# Help Identifying Wood Species



## caneson (May 29, 2014)

Hi All,

I am new to this forum. I craft split-cane and fiberglass fly rods and am the sole proprietor of Jenkins Fly Rods. 

I have a question that I hope you might be able to answer. 

Below are a couple of photos of a reel seat I used on a Lamiglas fly rod build. I really like the way the wood spacer compliments the color of the blank. When I contacted the maker of the reel seat he said that the spacer was made from a scrap he picked up at his wood source and he didn’t know the species. 
















I realize that it may not be realistic to expect anyone to be able to identify the kind of wood used for the spacer. However, if anyone has a guess or can identify it, it would be very much appreciated. Thanks to all for taking a look. Be well.

Steve Jenkins


----------



## Semipro (Mar 22, 2013)

Steve, welcome to Router Forums, glad to have you join us, I'm positive the members of the community would be more than willing to answer any questions you have


----------



## DaninVan (Jan 1, 2012)

Hi, Steve; welcome...
Wow, you do seriously nice work! Is that polyester resin over the wood seat?
Looks like amber. Beautiful.
Maybe Birdseye Maple?
https://www.google.ca/search?q=Bird...CPcWNyATcnYDQCQ&ved=0CCYQsAQ&biw=1270&bih=608


----------



## mark greenbaum (Sep 26, 2010)

Welcome to the Forum; I would have to guess Flame Maple.


----------



## andysden (Aug 9, 2011)

Welcome to the forum. Could be Osage Orange but likely Maple 
Andy


----------



## Willway (Aug 16, 2012)

I would have to bet on Osage Orange. It looks to yellow for maple and the grain is typical of Osage Orange. Also know as Hedge Apple, Horse Apple, Bodark, depending on the part of the country you are from.
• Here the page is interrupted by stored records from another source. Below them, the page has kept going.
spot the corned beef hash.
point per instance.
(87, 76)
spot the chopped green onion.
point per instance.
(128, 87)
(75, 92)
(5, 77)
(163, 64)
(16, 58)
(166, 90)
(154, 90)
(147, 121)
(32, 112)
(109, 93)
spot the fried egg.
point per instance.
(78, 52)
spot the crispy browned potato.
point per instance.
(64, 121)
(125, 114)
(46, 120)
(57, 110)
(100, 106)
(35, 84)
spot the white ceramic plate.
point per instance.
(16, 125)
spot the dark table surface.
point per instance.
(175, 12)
Google Bodark wood photos and compare.


----------



## reelman65 (Jun 2, 2014)

You guys probably already know this but:
It is my understanding that .gov will identify 5 pieces per household per year.

I can't post the url yet, but PM me if you need it

Send your samples to:
Center for Wood Anatomy Research
USDA Forest Service, Forest Products Laboratory
One Gifford Pinchot Dr.
Madison, WI 53726-2398

I just sent five samples a few weeks ago…..waiting on the results….
Just an FYI.


----------



## DaninVan (Jan 1, 2012)

Heh...somebody there would be _thrilled_ to receive a custom flyrod, in exchange for telling Steve what his wood species is!


----------